What makes even more sense: The final plan and design of a new airport — we have yet to see anything beyond a schematic concept — must make Kansas Citians proud and serve the traveling public better than ever.
This is a generational opportunity to burnish the image of Kansas City and the wider region. Let’s not get sidetracked by the negativos and their red herrings. Let’s prove once again that when the city comes together to design and build, it can do so for the ages.
▪ Some of us are more excited than others about the coming of the Kansas City streetcar starter line downtown. Here’s hoping that the launch in May goes off smoothly, that the line proves popular and highly useful and that drivers of cars and trucks, as well as pedestrians, learn to adapt to the new symbiosis brought on by mass transit. (I had a thought on the parking issue a few days ago: Install more and better curbside signage that alerts people parking along the streetcar tracks to “Mind the Line.”)
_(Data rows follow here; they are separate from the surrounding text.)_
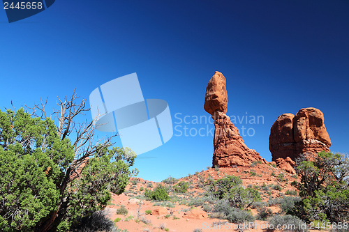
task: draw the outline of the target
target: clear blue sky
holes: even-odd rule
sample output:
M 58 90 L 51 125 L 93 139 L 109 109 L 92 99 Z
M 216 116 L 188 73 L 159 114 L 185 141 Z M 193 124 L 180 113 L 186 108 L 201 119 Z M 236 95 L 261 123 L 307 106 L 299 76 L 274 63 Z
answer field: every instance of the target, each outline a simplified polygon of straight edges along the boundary
M 174 126 L 183 127 L 177 113 L 209 117 L 205 89 L 218 70 L 227 78 L 228 114 L 263 116 L 236 126 L 252 128 L 244 139 L 267 161 L 277 117 L 309 107 L 324 113 L 331 150 L 348 153 L 348 12 L 344 0 L 71 0 L 9 24 L 1 10 L 0 107 L 48 97 L 52 109 L 57 95 L 77 88 L 88 98 L 101 84 L 137 72 L 144 98 L 166 100 Z M 206 128 L 202 123 L 187 127 Z M 174 133 L 139 156 L 140 177 L 159 181 L 211 165 L 211 135 Z

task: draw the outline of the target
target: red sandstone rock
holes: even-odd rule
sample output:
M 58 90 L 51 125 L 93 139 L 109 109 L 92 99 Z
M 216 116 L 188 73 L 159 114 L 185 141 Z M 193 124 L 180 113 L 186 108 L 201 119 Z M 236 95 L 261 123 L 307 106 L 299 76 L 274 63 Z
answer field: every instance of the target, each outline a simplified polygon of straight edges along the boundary
M 258 153 L 245 145 L 239 130 L 225 114 L 227 105 L 225 77 L 216 72 L 207 84 L 204 105 L 214 120 L 213 167 L 250 166 L 253 161 L 267 163 Z
M 218 112 L 212 118 L 216 118 L 213 167 L 250 166 L 258 160 L 266 163 L 258 153 L 246 146 L 239 130 L 225 114 Z
M 214 111 L 227 112 L 228 93 L 225 77 L 219 72 L 216 72 L 206 88 L 204 109 L 212 115 Z
M 184 212 L 182 217 L 188 219 L 206 219 L 207 218 L 207 213 L 202 210 L 193 209 Z
M 269 139 L 274 161 L 287 157 L 295 161 L 300 154 L 328 152 L 331 146 L 323 114 L 315 108 L 302 109 L 295 116 L 284 114 L 279 116 Z

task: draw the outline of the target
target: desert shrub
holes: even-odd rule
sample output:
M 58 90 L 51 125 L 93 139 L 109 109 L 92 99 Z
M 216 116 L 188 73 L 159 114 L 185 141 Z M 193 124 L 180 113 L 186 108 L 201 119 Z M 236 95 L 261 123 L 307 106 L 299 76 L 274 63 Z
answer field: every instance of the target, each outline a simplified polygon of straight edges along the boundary
M 268 204 L 269 206 L 279 205 L 281 203 L 282 199 L 281 198 L 269 198 L 268 199 Z
M 166 224 L 165 223 L 161 223 L 159 226 L 158 228 L 160 229 L 163 230 L 165 228 L 166 228 Z
M 162 202 L 156 202 L 154 203 L 153 206 L 163 206 L 163 207 L 169 207 L 174 208 L 175 206 L 175 203 L 171 201 L 162 201 Z
M 280 186 L 280 185 L 277 184 L 277 185 L 273 185 L 273 187 L 272 187 L 272 188 L 273 190 L 279 190 L 279 191 L 281 191 L 283 188 L 281 187 L 281 186 Z
M 146 231 L 144 230 L 144 231 Z M 150 231 L 148 231 L 150 232 Z M 113 232 L 128 232 L 128 231 L 126 229 L 123 230 L 123 229 L 121 229 L 116 227 L 115 231 L 114 231 Z
M 127 215 L 128 213 L 128 210 L 125 208 L 125 206 L 121 206 L 121 207 L 117 210 L 117 215 Z
M 172 176 L 168 177 L 165 180 L 163 180 L 163 183 L 165 184 L 175 184 L 176 183 L 178 182 L 178 179 L 176 179 L 175 178 L 173 178 Z
M 301 182 L 296 187 L 302 201 L 295 205 L 295 213 L 308 221 L 348 221 L 349 158 L 320 152 L 313 160 L 297 160 Z
M 82 218 L 96 217 L 110 203 L 110 192 L 124 192 L 135 173 L 130 170 L 133 153 L 110 149 L 111 138 L 90 141 L 94 124 L 76 120 L 87 110 L 84 101 L 75 102 L 75 95 L 68 98 L 52 118 L 48 111 L 46 118 L 23 108 L 0 110 L 2 231 L 68 231 Z M 78 134 L 70 136 L 75 130 Z
M 237 176 L 228 176 L 222 179 L 216 180 L 209 187 L 209 192 L 219 199 L 222 199 L 230 190 L 242 183 L 242 180 Z
M 269 187 L 264 183 L 263 185 L 262 185 L 262 190 L 269 191 Z
M 188 206 L 201 206 L 205 203 L 205 201 L 202 197 L 195 197 L 191 199 L 189 202 L 188 202 Z
M 268 164 L 273 167 L 276 167 L 276 165 L 275 165 L 274 164 Z
M 256 201 L 252 204 L 252 208 L 261 208 L 268 206 L 268 203 L 264 201 Z
M 296 180 L 293 180 L 292 182 L 291 182 L 291 186 L 297 187 L 297 185 L 298 182 L 297 182 Z
M 252 205 L 253 202 L 260 201 L 260 195 L 258 190 L 253 188 L 244 188 L 242 185 L 230 189 L 228 199 L 232 207 L 246 208 Z
M 221 219 L 225 219 L 227 217 L 227 216 L 223 212 L 212 212 L 210 217 L 211 218 L 218 218 Z
M 273 215 L 273 211 L 266 207 L 259 208 L 257 211 L 258 211 L 257 219 L 259 220 L 265 220 Z
M 295 191 L 295 190 L 287 190 L 286 192 L 285 192 L 285 195 L 297 196 L 297 194 L 298 194 L 297 193 L 297 191 Z
M 250 166 L 251 167 L 255 167 L 257 164 L 258 164 L 258 162 L 257 161 L 253 161 Z
M 71 227 L 70 231 L 112 231 L 114 222 L 107 217 L 105 210 L 94 212 L 91 215 L 79 218 Z
M 143 222 L 144 224 L 151 224 L 151 221 L 147 219 L 147 217 L 142 217 L 140 220 Z
M 161 185 L 158 185 L 153 191 L 146 190 L 144 196 L 147 199 L 154 201 L 166 201 L 170 199 L 165 188 Z
M 268 220 L 270 228 L 274 229 L 283 228 L 284 231 L 304 232 L 306 229 L 306 224 L 300 219 L 293 215 L 275 215 L 272 217 Z
M 295 203 L 300 200 L 300 197 L 285 196 L 280 201 L 280 207 L 283 212 L 290 213 L 295 207 Z
M 130 216 L 127 217 L 126 218 L 125 218 L 124 220 L 125 222 L 130 222 L 131 220 L 132 220 L 134 218 L 135 218 L 135 217 L 130 215 Z
M 114 220 L 114 223 L 117 223 L 119 222 L 120 222 L 121 220 L 121 219 L 120 217 L 117 217 L 115 218 L 115 219 Z
M 234 208 L 226 218 L 230 223 L 248 223 L 255 221 L 254 217 L 249 212 L 238 208 Z
M 202 206 L 202 210 L 205 211 L 205 212 L 211 212 L 211 210 L 212 210 L 212 208 L 211 206 L 209 206 L 209 205 L 207 204 L 204 204 Z
M 230 214 L 232 210 L 228 199 L 221 199 L 214 204 L 213 212 L 223 213 L 224 216 Z
M 173 187 L 176 192 L 185 193 L 188 191 L 189 184 L 185 181 L 181 181 Z
M 280 173 L 278 175 L 278 180 L 280 182 L 285 181 L 285 175 L 283 173 Z

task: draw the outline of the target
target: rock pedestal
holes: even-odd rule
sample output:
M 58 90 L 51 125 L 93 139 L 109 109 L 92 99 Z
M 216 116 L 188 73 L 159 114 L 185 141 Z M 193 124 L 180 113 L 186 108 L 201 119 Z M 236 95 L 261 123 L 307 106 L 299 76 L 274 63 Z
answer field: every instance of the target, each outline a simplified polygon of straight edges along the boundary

▪ I’ll continue to watch closely all the good things happening in our arts and literary communities. Believe me, people, the Kansas City Symphony has never sounded as confident and powerful as they have lately. We’ve got a growing contingent of strong, energetic and inventive young jazz players. The art scene remains vibrant even as it evolves daily. Keep your eye out for the Rabbit Hole, an emerging non-profit, as it prepares to enter a new phase of planning and fund-raising toward the creation of a one-of-a-kind celebration of children’s literature and early childhood reading. And the writers we have in this town — inspiring.
▪ Go Royals! Again.
▪ As a lifelong, bleeding-heart liberal from Boston — what, you’re surprised? — my gratitude goes out to Bernie Sanders and what he has brought to the Democratic side of the presidential campaign. For one important thing, he has helped Hillary Clinton become a much better candidate. Unlike the ugliness of the other party’s proceedings, we have heard real conversation about issues that matter to people: jobs, economic opportunity, political power and our hijacked democracy. Democratic voters, even those who have not supported Clinton recently or ever, will soon understand why unifying behind the party’s candidate may be urgently meaningful as the November election draws near.
Last summer, I wrote a column on that milestone 40th work anniversary and reflected on the transformation of the news business, so I don’t feel inclined to repeat those sentiments here.
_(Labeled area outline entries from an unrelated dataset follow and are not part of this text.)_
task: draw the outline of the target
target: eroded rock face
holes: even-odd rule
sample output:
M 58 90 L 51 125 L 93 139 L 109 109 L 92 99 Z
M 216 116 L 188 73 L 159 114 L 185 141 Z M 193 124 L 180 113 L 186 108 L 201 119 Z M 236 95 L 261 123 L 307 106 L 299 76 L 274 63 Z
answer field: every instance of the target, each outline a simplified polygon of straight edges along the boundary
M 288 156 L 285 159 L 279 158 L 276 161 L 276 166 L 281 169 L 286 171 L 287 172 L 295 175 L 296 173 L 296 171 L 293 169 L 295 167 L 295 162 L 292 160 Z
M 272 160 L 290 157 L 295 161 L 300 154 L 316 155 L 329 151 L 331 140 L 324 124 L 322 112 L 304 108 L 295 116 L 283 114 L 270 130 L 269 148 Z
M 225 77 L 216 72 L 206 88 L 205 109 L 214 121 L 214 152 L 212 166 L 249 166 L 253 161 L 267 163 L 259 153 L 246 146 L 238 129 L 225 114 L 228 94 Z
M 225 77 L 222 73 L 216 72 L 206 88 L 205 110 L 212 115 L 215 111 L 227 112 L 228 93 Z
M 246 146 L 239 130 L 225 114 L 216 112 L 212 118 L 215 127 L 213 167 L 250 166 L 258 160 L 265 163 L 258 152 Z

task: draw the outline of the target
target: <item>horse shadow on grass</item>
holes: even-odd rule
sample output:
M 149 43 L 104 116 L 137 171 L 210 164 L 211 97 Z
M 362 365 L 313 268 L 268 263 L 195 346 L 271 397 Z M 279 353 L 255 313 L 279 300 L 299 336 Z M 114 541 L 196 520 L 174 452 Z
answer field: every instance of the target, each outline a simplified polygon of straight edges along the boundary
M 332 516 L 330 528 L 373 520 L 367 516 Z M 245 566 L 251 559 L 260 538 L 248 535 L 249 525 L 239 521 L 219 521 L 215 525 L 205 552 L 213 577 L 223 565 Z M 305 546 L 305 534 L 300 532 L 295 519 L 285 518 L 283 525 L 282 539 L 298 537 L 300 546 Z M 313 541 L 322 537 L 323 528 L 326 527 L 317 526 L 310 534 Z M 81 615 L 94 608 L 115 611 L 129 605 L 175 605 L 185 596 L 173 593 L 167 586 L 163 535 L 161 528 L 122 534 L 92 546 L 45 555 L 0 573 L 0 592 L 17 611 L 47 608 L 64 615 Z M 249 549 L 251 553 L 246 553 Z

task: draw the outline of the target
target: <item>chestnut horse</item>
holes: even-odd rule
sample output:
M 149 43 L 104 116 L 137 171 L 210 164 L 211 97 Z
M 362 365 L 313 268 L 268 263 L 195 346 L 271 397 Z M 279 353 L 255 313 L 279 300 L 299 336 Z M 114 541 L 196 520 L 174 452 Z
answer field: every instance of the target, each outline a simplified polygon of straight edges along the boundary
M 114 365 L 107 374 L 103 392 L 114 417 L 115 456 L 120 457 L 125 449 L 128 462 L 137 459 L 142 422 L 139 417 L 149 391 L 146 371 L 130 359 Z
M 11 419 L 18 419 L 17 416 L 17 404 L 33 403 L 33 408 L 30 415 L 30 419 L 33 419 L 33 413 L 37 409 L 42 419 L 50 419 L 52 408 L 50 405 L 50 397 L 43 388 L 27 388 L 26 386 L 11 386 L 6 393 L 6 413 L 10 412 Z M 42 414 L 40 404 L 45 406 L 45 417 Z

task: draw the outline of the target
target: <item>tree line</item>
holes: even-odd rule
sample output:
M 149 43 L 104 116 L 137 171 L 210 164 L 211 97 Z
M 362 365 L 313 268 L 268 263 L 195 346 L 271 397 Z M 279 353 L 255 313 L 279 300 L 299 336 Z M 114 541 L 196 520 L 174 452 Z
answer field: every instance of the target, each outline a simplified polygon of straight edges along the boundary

But I’ll admit to being the luckiest guy in the world (to borrow Lou Gehrig’s cherished line). I know how rare it has become to conduct one’s whole career in the same place for as long as I have. I owe an incalculable debt to The Star, our loyal readers, the staffers and friends who’ve come and gone and those who remain, the various communities I’ve engaged with and written about over the years and the people who entrusted me with their stories, all of whom enriched my life.